The Court held that there is no reason to restrict the normal meaning of the word "relevant" in s4(1A)(c). What is within the scope of s4(1A)(c) in any given case will depend on the particular circumstances, but it will include perceptions and opinions of those involved in the process leading to a decision, and will include not only information which is written down or otherwise recorded but also (somewhat surprisingly) information in the minds of people (such as the selection panel). The Court noted that while this may make the information more difficult to retrieve and less certain in its accuracy, it does not affect whether the information is relevant for the purposes of the Act.

Applying this extremely wide construction of s4(1A)(c) to the documents in dispute in the case, the Court found that all of the additional documentation sought was relevant and should have been provided to the employees for an opportunity to comment.

Confidentiality exceptions

The general obligation imposed by s4(1A)(c) is, however, subject to the exception in s4(1B) that an employer is not required to provide access to confidential information if there is good reason to maintain the confidentiality of the information.

The Court stated that information should be regarded as "confidential information" if it is provided in circumstances where there is a mutual understanding of secrecy. In light of assurances given to the selection panel members that they were assisting in an evaluative process which Massey University considered to be confidential, the Court considered that information such as the individual assessment sheets, candidate comparison sheets and recommendations to the decision maker were all "confidential information".

However, the Court concluded that the protection of the privacy of those people involved in the selection process was not a sufficiently good reason to maintain the confidentiality of the information. Providing the confidential information to Mr Wrigley and Dr Kelly would have compromised the privacy of the selection panel members but the Court held that the potential adverse effects on privacy in providing access were "not great". The Court took note of the fact that the persons involved were all professional academics, experienced at expressing opinions and (in the Court's view) well-used to differences of opinion with their colleagues.

The Court therefore held that Massey University should have provided Mr Wrigley and Dr Kelly with access to all of the disputed documents and information because there was nothing in the information of an "intensely personal nature" that would have caused serious embarrassment.

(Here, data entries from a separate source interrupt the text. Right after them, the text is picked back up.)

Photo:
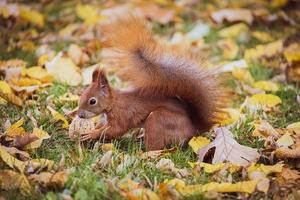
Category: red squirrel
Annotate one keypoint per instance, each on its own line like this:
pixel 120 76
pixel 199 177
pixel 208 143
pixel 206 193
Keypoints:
pixel 173 98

Interestingly, the Court commented that in appropriate cases, "access" to information may be given in ways other than by providing full copies of documents, for example by giving the individual a reasonable opportunity to inspect a document (and other alternatives in section 42 of the Privacy Act 1993) or to redact personal/confidential information. However the information should be provided in the way requested by the employee unless to do so would be impractical or unduly burdensome to the employer.

Implications for employers

It appears that employers may now face requests to disclose "everything but the kitchen sink" in restructurings. Furthermore, these information requests could equally apply to other employment areas, including serious disciplinary cases. We recommend that employers be mindful of this when documenting employment processes and warn all participants in selection or disciplinary processes that their notes and assessments may need to be disclosed to the affected employees.

The Court in the Massey University case held that there was nothing in the information sought of an intensely personal nature that would have caused serious embarrassment. However, in our view, if such circumstances exist, then there could be grounds to decline disclosure. If in doubt, seek legal advice about whether requested information should be disclosed.